The latest title of the series  is instead about producing force or torque with ferritin. Here the author starts out by borrowing a factor of 10,000 from accepted reality, on the idea that the ferritin used in magnetogenetic applications to date  behaves very differently from all the other preparations of ferritin on which magnetic measurements have been made. He assumes that the ferritin core contains 4500 iron atoms that form a single superparamagnetic domain, such that they effectively respond to the external field as a cohesive magnetic spin. In reality, close to a century of measurements on natural ferritin suggest that it contains about 2400 iron atoms which assume a spin configuration that reduces rather than enhances the magnetic moment [17, 18, 19, 1]. Put simply, the experimentally measured magnetic susceptibility of ferritin is ∼10,000 times smaller than the author postulates here, and for some of the speculations in the article that factor gets squared.
What is the justification for departing so far from reality in this case? The reader is referred to reports about superparamagnetic behavior in so-called “magnetoferritin”. Chemists produce that material by emptying the native ferritin shell of its iron atoms and then refilling it with iron oxide under exotic reaction conditions, including precise control of oxidants at 70 deg C. The purpose of this unusual synthetic chemistry is precisely to produce nanomagnets with high magnetic moments, because biological cells don’t naturally do that. There is no reason to think that this material bears any resemblance to the biogenic ferritin construct used in all of the magnetogenetic applications to date. Indeed the creators of that construct  emphasized that it looks and behaves just like natural ferritin. But as the saying goes: “If it looks like a duck and walks like a duck and quacks like a duck, then it probably flies ten thousand times faster than a duck.”

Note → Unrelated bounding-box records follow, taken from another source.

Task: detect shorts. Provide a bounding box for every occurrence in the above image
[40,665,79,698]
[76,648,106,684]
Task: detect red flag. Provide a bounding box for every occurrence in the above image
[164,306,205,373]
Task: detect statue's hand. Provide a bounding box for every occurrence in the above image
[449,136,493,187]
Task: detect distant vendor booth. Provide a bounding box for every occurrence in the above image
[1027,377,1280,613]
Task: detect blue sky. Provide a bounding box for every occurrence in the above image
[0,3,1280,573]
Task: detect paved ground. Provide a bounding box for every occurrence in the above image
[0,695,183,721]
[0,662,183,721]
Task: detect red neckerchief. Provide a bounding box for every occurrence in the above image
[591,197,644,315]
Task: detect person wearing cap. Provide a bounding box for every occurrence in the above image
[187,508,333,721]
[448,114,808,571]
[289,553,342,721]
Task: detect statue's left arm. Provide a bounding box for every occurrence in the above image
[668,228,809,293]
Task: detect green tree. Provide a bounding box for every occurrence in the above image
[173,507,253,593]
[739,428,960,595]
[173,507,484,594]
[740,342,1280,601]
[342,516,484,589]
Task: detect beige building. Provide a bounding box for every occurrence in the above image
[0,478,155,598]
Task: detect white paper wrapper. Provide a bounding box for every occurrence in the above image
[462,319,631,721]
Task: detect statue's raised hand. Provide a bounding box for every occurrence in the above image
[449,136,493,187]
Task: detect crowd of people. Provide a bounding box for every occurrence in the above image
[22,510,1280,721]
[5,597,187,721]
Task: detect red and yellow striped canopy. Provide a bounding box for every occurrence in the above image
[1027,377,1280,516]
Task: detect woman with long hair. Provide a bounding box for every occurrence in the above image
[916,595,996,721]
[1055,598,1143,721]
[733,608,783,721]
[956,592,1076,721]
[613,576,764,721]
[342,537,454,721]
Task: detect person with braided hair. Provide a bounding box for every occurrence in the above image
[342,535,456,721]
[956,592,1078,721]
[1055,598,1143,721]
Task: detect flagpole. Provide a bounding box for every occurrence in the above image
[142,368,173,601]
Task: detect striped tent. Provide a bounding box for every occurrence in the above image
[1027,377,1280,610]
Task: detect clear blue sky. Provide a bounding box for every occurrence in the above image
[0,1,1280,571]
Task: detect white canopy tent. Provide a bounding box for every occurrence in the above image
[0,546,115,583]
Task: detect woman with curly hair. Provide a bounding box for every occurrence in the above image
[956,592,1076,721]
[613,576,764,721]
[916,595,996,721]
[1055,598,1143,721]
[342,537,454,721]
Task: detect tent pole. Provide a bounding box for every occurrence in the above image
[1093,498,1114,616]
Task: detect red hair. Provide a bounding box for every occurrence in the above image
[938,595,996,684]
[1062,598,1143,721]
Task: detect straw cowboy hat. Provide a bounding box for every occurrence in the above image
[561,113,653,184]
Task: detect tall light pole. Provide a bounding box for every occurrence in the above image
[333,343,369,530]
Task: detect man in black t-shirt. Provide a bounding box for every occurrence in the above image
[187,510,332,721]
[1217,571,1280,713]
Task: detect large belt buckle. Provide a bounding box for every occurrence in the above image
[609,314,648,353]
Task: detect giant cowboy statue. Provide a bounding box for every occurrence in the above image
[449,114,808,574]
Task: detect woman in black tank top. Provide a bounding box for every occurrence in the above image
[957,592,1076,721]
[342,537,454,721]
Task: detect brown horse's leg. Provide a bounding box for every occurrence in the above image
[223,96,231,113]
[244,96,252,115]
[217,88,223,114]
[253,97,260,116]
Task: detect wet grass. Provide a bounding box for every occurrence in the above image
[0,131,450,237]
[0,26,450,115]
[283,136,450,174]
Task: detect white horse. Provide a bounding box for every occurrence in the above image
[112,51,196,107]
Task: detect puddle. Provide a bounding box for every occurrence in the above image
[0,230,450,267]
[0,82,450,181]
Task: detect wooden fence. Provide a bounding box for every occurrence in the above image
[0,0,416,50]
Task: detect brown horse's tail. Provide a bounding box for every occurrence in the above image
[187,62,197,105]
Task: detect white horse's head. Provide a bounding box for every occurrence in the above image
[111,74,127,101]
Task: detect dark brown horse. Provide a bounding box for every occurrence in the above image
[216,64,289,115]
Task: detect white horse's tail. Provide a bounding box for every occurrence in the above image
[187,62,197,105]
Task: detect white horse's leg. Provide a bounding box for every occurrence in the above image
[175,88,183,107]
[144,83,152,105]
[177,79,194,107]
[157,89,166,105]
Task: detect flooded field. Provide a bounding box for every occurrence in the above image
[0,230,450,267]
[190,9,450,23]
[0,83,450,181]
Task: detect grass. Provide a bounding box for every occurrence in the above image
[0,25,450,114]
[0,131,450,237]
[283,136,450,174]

New opportunities in creative science writing
Until recently this brand of speculative fiction was relegated to fringe publications. Why is it now breaking into mainstream Biology journals? Remember, we are not talking about string theory, where wild speculation is considered essential to progress. By comparison, heat flow is a perfectly stable and settled area of science. Perhaps classical physics just doesn’t have a big constituency among today’s journal editors. Would the reaction be different if the outrageous assumptions affected a more biologically sensitive subject? Imagine a genetics article whose discussion section starts with “We suppose that the human genome contains 1000 bases.” Or a paper on evolution that explains the observations with “All our results are consistent with the idea that the Burgess Shale is 1000 years old.” Would these articles get sent out for in-depth review? No-one has tried … until now.

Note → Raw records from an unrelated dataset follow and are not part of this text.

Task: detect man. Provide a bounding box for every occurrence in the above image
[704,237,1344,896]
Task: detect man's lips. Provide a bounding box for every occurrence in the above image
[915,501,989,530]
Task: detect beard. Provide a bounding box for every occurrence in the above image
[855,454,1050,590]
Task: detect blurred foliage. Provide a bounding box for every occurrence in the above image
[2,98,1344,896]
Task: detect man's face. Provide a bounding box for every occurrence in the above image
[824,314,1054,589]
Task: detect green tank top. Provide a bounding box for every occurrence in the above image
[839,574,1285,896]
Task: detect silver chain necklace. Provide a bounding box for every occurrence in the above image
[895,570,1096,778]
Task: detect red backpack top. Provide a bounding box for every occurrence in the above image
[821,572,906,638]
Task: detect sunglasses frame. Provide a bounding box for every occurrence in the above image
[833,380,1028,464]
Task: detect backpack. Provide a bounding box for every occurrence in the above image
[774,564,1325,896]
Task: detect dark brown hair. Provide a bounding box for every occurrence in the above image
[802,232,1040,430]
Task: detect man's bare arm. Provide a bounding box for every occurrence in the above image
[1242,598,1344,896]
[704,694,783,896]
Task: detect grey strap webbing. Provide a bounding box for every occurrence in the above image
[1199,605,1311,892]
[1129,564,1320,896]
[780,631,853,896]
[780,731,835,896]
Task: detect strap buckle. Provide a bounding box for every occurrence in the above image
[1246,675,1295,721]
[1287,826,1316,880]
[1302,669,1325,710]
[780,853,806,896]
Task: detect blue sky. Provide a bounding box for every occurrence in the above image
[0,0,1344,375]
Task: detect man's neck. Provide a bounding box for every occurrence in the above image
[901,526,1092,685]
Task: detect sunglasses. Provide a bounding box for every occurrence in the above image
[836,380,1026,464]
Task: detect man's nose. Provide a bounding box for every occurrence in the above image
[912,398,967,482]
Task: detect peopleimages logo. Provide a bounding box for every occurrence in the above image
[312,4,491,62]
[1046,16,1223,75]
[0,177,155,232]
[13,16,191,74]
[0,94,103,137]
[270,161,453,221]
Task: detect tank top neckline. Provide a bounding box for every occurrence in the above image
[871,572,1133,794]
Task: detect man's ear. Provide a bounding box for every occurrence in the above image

Which brings me to a positive aspect of these developments: There is room for much more exciting fiction in this domain. Either of the two scenarios above (which depart from reality by only 6 log units) would make for fascinating consequences. Or imagine that we were wrong about the speed of light, and it’s actually the same as the speed of sound (6 log units again). One could explain so many things this way! Story lines come to mind that are much more enticing than the limited prospect of heating or wiggling a protein molecule by magnetic fields. So if you feel inspired, write your own Biofiction story, starting with an abstract (<150 words), and send it along in the comments. Be bold! And when you’ve finished the full length article, just submit it to your favorite Biology journal.